Apr 11, 2024

Why Everything Starts and Ends with a Clear Vision

In all of the years that I have been doing this work, there are a many things I have learned that are truly durable truths across industries. Of all of those truths, this is the most important:

Everything — and, I mean everything — starts with a compelling vision. 

Oddly enough, in all of our work with independent schools and colleges, fewer than 20% of them possess a vision statement when we initially work with them.  Sure, all of them have a mission statement but very few actually possess a vision statement.  What’s the difference?  There is an enormous difference between a mission and a vision.  Try these definitions on for size.

Mission Statement = The reason for your organizational existence

Vision Statement = The successful completion of your mission rendered in terms of contributions to society

From my vantage point, very few organizations actually change their mission over time.  Sure, they might change the current language describing their purpose, editing the actual statement, but they really don’t alter their general purpose or reason for existence.  But, since a mission is actually a “rear-view window” sort of glance, does it really help move an institution forward?

Most strategy planners would agree that vision is far more important to formulating strategy and empowering an organization to work together.  Imagine if Martin Luther King, Jr. would not have have shared his vision for equality (“I have a dream”) or if John F. Kennedy, Jr. would not have shared his vision for NASA (“by the end of the decade we will place a man on the moon”)?  It turns out that a compelling vision is what really drives people to work together and energizes a movement.  Why is it, then, that independent schools and colleges fail to articulate a vision if they are so important?

The importance of how a compelling vision not only inspires an organization to move forward, but how vision really should inspire how it positions itself, sets priorities, and even communicates about itself.  If you want a lock-step recipe on how nearly everything flows from a vision, here’s a simple process.

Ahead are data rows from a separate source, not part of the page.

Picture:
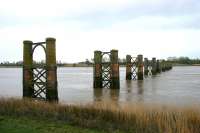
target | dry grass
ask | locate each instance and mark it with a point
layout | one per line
(135, 118)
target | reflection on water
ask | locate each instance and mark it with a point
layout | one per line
(179, 86)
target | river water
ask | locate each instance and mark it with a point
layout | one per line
(179, 86)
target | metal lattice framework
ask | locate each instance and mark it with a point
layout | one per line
(134, 68)
(106, 70)
(150, 68)
(39, 76)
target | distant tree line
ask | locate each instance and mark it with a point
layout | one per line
(89, 62)
(183, 60)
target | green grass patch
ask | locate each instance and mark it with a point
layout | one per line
(26, 125)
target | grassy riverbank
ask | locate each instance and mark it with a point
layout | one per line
(103, 117)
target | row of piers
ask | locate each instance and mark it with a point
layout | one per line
(136, 69)
(40, 80)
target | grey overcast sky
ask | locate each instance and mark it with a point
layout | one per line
(159, 28)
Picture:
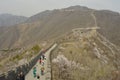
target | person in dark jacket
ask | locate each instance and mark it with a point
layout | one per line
(22, 76)
(18, 77)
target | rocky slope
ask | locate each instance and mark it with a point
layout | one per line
(48, 25)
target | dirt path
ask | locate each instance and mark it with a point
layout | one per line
(47, 66)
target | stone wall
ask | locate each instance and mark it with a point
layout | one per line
(11, 75)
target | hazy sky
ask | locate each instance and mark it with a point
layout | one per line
(31, 7)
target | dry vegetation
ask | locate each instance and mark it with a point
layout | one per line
(85, 59)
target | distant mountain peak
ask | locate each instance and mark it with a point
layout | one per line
(10, 19)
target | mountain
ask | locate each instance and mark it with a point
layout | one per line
(50, 24)
(86, 56)
(10, 20)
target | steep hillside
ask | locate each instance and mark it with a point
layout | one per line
(10, 20)
(49, 25)
(86, 56)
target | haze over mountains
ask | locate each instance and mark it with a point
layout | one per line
(10, 20)
(51, 24)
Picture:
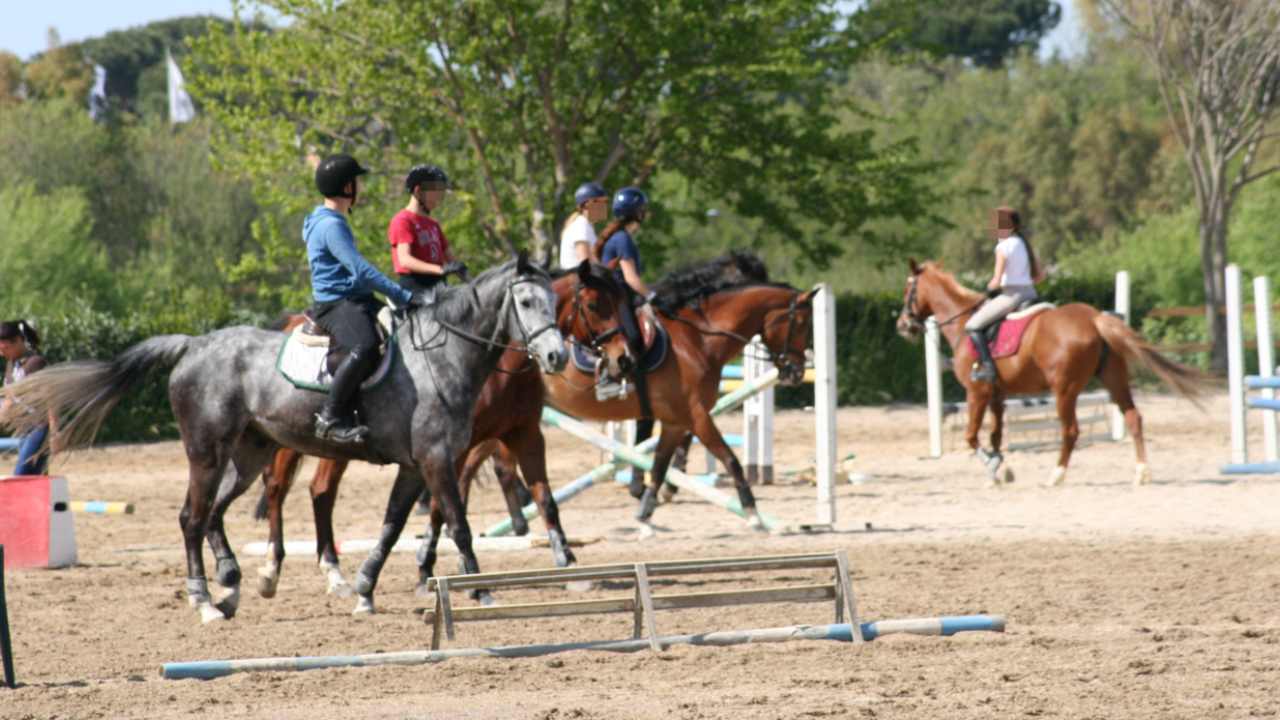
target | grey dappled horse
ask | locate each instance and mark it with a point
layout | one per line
(234, 409)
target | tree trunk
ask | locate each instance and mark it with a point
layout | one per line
(1212, 232)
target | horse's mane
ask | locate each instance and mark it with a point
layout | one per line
(695, 281)
(949, 282)
(456, 302)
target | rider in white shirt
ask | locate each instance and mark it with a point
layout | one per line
(1011, 285)
(577, 238)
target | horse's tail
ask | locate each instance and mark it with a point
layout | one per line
(81, 393)
(1187, 382)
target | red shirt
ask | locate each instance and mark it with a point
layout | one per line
(424, 237)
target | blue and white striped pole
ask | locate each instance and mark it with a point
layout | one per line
(210, 669)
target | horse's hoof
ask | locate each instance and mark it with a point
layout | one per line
(1142, 474)
(1057, 478)
(266, 583)
(364, 606)
(209, 614)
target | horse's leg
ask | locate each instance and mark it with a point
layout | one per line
(662, 455)
(997, 436)
(205, 472)
(440, 475)
(426, 551)
(513, 490)
(530, 450)
(405, 492)
(977, 397)
(248, 456)
(680, 461)
(1065, 401)
(324, 493)
(279, 479)
(1115, 378)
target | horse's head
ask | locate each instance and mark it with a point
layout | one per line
(786, 336)
(589, 300)
(915, 301)
(533, 315)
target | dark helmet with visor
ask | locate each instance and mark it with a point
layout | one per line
(334, 172)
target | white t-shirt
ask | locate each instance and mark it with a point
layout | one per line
(1018, 263)
(577, 231)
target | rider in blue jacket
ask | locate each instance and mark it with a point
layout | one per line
(342, 288)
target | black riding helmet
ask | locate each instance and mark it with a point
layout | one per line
(334, 172)
(429, 173)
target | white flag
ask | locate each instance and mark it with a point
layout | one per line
(179, 103)
(97, 94)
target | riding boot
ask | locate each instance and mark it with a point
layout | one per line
(984, 370)
(334, 422)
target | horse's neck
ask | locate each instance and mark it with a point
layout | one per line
(736, 313)
(952, 309)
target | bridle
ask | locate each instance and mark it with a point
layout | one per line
(913, 314)
(580, 314)
(785, 360)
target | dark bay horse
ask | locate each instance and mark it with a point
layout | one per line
(234, 410)
(586, 305)
(1061, 351)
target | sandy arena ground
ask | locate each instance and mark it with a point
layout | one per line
(1123, 602)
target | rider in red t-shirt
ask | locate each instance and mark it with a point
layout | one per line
(420, 251)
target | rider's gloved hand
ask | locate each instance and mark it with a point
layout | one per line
(456, 268)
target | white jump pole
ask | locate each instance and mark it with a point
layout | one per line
(1123, 310)
(1266, 359)
(933, 384)
(1235, 363)
(824, 400)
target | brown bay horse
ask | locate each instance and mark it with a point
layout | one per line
(586, 302)
(1061, 351)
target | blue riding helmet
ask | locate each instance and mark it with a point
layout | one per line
(630, 203)
(588, 191)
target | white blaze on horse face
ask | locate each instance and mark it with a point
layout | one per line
(535, 310)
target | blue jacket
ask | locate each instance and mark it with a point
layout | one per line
(337, 268)
(622, 246)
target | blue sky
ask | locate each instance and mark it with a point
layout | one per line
(24, 22)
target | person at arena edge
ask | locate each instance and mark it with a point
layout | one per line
(577, 238)
(342, 290)
(617, 242)
(1013, 282)
(19, 345)
(420, 253)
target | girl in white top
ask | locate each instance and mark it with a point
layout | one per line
(577, 238)
(1011, 285)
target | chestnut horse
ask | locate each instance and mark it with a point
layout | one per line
(586, 309)
(1061, 350)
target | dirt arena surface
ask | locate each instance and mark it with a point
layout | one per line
(1144, 602)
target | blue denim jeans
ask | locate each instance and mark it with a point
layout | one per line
(30, 461)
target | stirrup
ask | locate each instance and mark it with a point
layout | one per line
(609, 390)
(337, 429)
(983, 373)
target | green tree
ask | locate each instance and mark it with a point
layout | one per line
(10, 78)
(45, 250)
(522, 100)
(986, 32)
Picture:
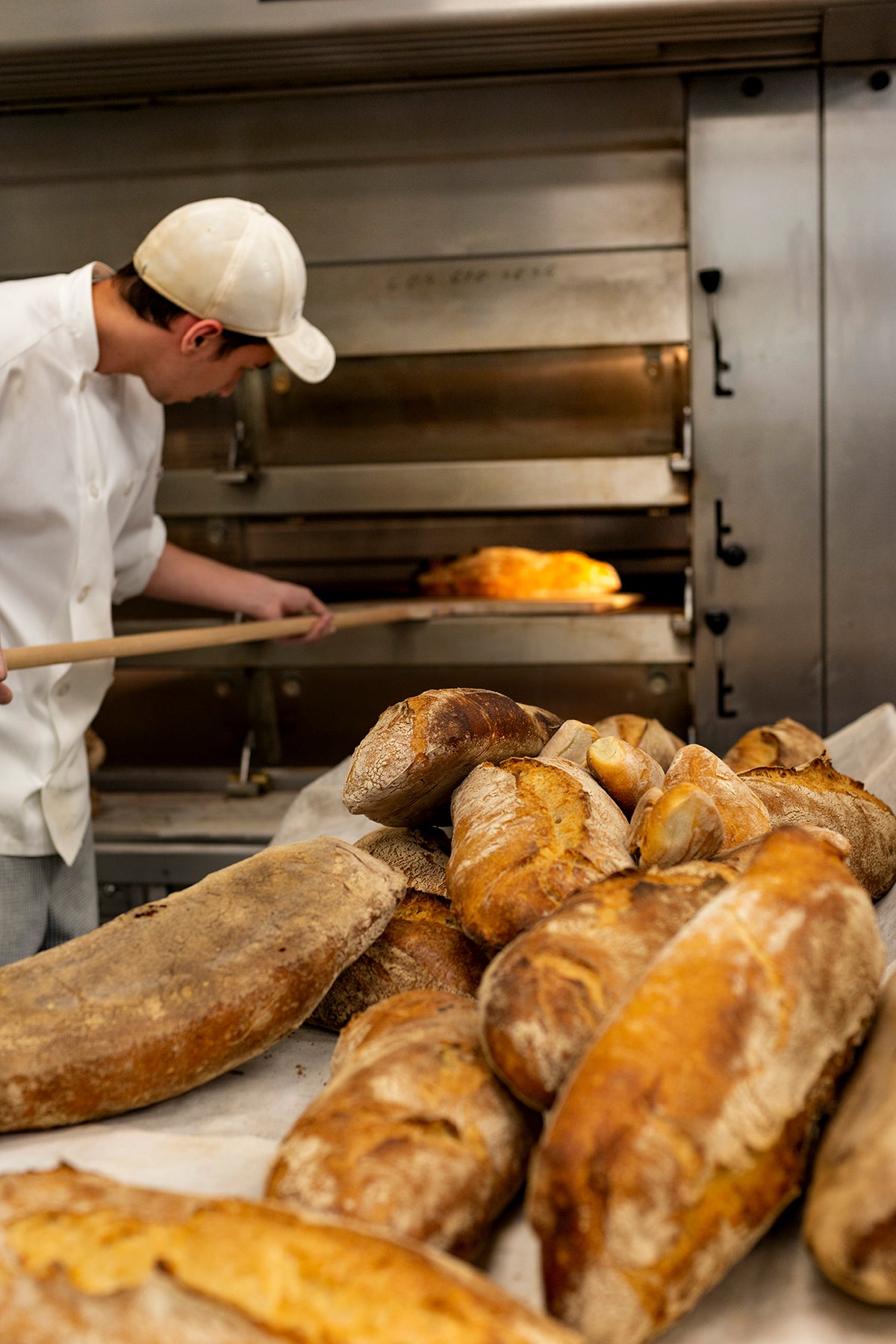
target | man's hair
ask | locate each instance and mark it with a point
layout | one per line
(155, 308)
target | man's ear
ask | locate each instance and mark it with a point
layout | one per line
(198, 332)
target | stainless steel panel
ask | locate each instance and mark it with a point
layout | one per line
(754, 174)
(860, 340)
(430, 487)
(626, 638)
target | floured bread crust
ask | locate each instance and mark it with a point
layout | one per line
(414, 1133)
(850, 1211)
(405, 771)
(527, 835)
(546, 998)
(176, 992)
(785, 742)
(421, 948)
(817, 794)
(688, 1125)
(80, 1249)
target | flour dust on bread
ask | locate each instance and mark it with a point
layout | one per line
(691, 1120)
(183, 989)
(81, 1256)
(405, 771)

  1. Visioning is the most important aspect of any organizational exercise.  It all starts with vision, and great visions are long-term, ambitious, and bigger than the organization.
  2. Great positioning is the result of a strong vision.  Positioning is finding that which is singular and differentiating about your organization.  And, keep in mind that positioning is competitor-centric, meaning that it is finding where your organization sits in the landscape of others.
  3. Strategic planning is the work of creating a longer term plan that helps operationalize the vision and positioning platform for the next chapter of an organization.
  4. Marketing is the art of creating value for the client by turning that vision, position, and plan into a short-term strategic marketing focus.  And, keep in mind that value is in the eyes of the beholder, so marketing is a client-centric process and must account for how the client defines value, not the organization.
  5. Branding is the cultural expression of organizational values.
  6. Identity is the visual expression of those values.
  7. Messaging is getting the talk points down in promotional materials.

Most organizations jump right in at #4 through #7 in this process, failing to get the larger picture in focus, rather than doing the important work of creating a vision. I believe that setting long-term vision is foundational to creating empowering communications or defining organizational objectives.  Vision is bigger than mission, because it is bigger than the organization and it answers the question of “why you do what you do”, not just “what you do”.  It is the why that is so important in not just developing strategy, but in creating compelling communications, plans, and identity.

This is not a new concept.  Thought leader Simon Sinek wrote a book called Start with Why.  I truly believe that all schools and colleges should start with their vision if they want to create an enduring impact, mobilize people toward inspirational goals and cultivate a compelling identity.